After a pretty mild December, snow and cold arrived. The weather is really pretty typical for Michigan, up and down. For two or three days it is frigid cold and below zero wind chills, then two or three days of balmy, above freezing temps. I am hoping the winter insulation will help the bees keep the temps more moderate in the hive in these wild fluctuations.
The third hive over in this picture - on the right - somehow lost its entrance reducer and a mouse has taken up residence. I found the entrance reducer buried in the snow in front of the entrance. I decided at this point it was too late to put it back in, and trap the mouse inside, so, since this is an experimental apiary after all - we will see how it looks in the spring.
The hives seem to look good at this point. The small split is the only one I am a little skeptical about.

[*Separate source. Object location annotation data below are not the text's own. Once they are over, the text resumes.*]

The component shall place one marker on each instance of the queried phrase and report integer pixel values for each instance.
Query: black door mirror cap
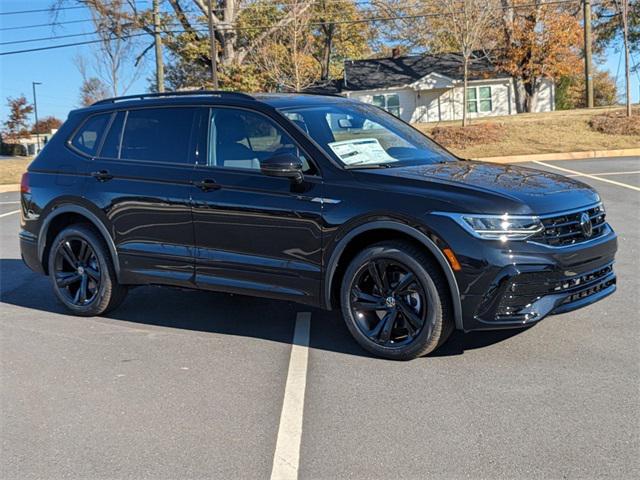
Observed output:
(283, 165)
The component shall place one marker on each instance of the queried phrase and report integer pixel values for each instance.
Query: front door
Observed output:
(255, 234)
(141, 179)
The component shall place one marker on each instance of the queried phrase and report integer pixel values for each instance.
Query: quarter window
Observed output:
(479, 100)
(88, 138)
(241, 139)
(158, 135)
(389, 102)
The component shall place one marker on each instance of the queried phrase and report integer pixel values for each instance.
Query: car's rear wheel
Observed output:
(395, 301)
(82, 273)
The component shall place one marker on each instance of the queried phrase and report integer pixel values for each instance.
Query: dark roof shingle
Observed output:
(399, 71)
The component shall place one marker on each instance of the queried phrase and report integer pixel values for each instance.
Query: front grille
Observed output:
(565, 229)
(526, 288)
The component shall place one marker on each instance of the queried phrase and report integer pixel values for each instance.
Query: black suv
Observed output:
(319, 200)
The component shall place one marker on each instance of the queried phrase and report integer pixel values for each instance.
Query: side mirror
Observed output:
(283, 165)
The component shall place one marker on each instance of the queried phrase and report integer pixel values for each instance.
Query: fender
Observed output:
(412, 232)
(71, 208)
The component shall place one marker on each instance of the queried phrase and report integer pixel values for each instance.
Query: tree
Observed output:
(541, 39)
(608, 25)
(286, 57)
(467, 23)
(17, 123)
(570, 91)
(46, 124)
(92, 90)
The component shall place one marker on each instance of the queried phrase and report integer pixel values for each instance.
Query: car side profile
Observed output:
(319, 200)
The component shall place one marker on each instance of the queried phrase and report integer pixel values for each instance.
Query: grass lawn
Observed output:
(12, 168)
(553, 132)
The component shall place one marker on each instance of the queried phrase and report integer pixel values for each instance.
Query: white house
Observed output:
(429, 88)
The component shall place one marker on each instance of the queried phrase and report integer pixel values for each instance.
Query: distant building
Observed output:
(429, 88)
(30, 143)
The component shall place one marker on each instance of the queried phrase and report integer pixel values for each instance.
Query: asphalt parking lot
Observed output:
(185, 384)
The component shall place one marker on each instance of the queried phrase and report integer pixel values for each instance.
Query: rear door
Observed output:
(141, 180)
(255, 234)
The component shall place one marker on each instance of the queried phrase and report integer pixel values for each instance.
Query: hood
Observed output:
(503, 187)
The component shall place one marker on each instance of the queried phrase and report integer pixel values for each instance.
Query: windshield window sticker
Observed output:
(361, 151)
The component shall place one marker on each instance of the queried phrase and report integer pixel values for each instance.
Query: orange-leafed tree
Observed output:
(542, 39)
(16, 125)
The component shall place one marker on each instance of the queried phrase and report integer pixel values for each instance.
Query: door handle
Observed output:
(102, 175)
(207, 184)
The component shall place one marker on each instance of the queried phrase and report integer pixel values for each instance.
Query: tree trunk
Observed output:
(520, 95)
(465, 121)
(326, 52)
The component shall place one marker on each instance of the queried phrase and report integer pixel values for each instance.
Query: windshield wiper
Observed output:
(368, 165)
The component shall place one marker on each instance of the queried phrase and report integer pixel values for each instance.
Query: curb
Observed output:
(15, 187)
(541, 157)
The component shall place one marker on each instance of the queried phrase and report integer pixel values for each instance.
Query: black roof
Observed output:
(207, 97)
(399, 71)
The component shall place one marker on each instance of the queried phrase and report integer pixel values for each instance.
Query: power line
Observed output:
(254, 27)
(54, 9)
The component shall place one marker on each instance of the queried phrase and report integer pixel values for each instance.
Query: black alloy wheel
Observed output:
(82, 271)
(388, 303)
(77, 271)
(395, 301)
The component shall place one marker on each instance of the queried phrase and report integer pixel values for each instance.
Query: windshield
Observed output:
(361, 136)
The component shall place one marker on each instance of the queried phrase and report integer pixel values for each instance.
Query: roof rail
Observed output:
(182, 93)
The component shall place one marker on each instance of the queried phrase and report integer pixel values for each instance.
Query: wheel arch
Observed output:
(400, 229)
(68, 214)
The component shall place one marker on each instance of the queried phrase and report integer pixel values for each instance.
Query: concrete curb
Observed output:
(10, 188)
(541, 157)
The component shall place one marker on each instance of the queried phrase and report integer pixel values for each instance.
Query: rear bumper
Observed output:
(29, 251)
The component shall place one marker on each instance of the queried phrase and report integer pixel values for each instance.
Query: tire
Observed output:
(409, 283)
(80, 259)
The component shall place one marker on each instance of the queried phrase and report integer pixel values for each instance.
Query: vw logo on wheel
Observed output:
(586, 225)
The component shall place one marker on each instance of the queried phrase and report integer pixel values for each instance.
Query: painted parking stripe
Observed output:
(606, 174)
(287, 455)
(9, 213)
(620, 184)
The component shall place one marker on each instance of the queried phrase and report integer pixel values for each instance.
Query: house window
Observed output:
(389, 102)
(479, 99)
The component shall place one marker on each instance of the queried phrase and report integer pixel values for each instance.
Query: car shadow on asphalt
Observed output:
(219, 313)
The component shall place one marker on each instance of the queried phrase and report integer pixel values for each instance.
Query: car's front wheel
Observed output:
(82, 273)
(395, 301)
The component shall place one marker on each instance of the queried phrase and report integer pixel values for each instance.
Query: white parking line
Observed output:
(9, 213)
(580, 174)
(287, 455)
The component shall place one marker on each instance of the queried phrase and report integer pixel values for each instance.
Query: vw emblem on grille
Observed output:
(586, 225)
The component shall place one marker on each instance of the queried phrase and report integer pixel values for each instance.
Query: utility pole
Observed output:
(588, 72)
(158, 44)
(214, 50)
(35, 111)
(625, 36)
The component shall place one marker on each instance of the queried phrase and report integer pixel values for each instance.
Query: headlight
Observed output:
(500, 227)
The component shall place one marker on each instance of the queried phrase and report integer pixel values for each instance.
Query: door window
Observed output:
(88, 138)
(158, 135)
(241, 139)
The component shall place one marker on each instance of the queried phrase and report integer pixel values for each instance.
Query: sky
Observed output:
(60, 78)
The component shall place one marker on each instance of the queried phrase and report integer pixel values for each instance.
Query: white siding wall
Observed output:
(422, 105)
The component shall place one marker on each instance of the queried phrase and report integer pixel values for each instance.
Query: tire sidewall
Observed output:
(434, 309)
(102, 299)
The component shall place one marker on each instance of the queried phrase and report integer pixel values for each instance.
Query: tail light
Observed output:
(24, 183)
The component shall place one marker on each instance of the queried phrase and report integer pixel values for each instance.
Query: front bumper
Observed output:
(515, 284)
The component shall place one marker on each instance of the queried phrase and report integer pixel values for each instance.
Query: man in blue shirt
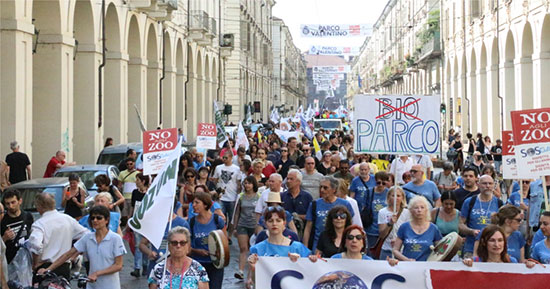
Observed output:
(422, 187)
(318, 210)
(473, 218)
(296, 200)
(362, 186)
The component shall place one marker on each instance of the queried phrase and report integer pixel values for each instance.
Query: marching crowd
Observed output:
(298, 198)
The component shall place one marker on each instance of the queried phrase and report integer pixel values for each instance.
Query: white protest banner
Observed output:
(333, 50)
(157, 145)
(532, 141)
(397, 124)
(281, 273)
(509, 166)
(331, 69)
(285, 135)
(206, 136)
(335, 30)
(241, 139)
(151, 217)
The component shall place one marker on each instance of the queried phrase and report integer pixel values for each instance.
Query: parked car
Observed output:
(87, 174)
(29, 189)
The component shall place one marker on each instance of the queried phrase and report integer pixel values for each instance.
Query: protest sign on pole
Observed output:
(206, 136)
(509, 166)
(281, 273)
(151, 217)
(157, 145)
(397, 124)
(531, 129)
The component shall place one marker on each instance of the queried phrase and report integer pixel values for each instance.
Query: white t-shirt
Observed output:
(228, 178)
(356, 219)
(384, 216)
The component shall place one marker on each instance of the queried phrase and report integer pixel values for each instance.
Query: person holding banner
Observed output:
(541, 250)
(200, 227)
(508, 218)
(178, 269)
(417, 235)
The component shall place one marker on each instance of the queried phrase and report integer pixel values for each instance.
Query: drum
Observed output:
(218, 247)
(446, 248)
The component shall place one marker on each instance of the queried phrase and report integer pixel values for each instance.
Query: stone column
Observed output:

It just may not be big enough to survive, but I have been surprised before.
This is Fran Galow's long hive. It is empty right now, we wanted to see how it did in the winter to see if we need to tweak anything before adding bees in the spring. The porch roof seems to be doing its job to keep the entrances clear. Inside there was some moisture, we think from the snow build-up on the porch roof. We had the inner covers turned so there wasn't any airspace between the top cover and the top of the inner covers. We swapped those around and will check again when we get a little thaw to see if that helps with the moisture problem. It's kind of nice to experiment with no bees inside.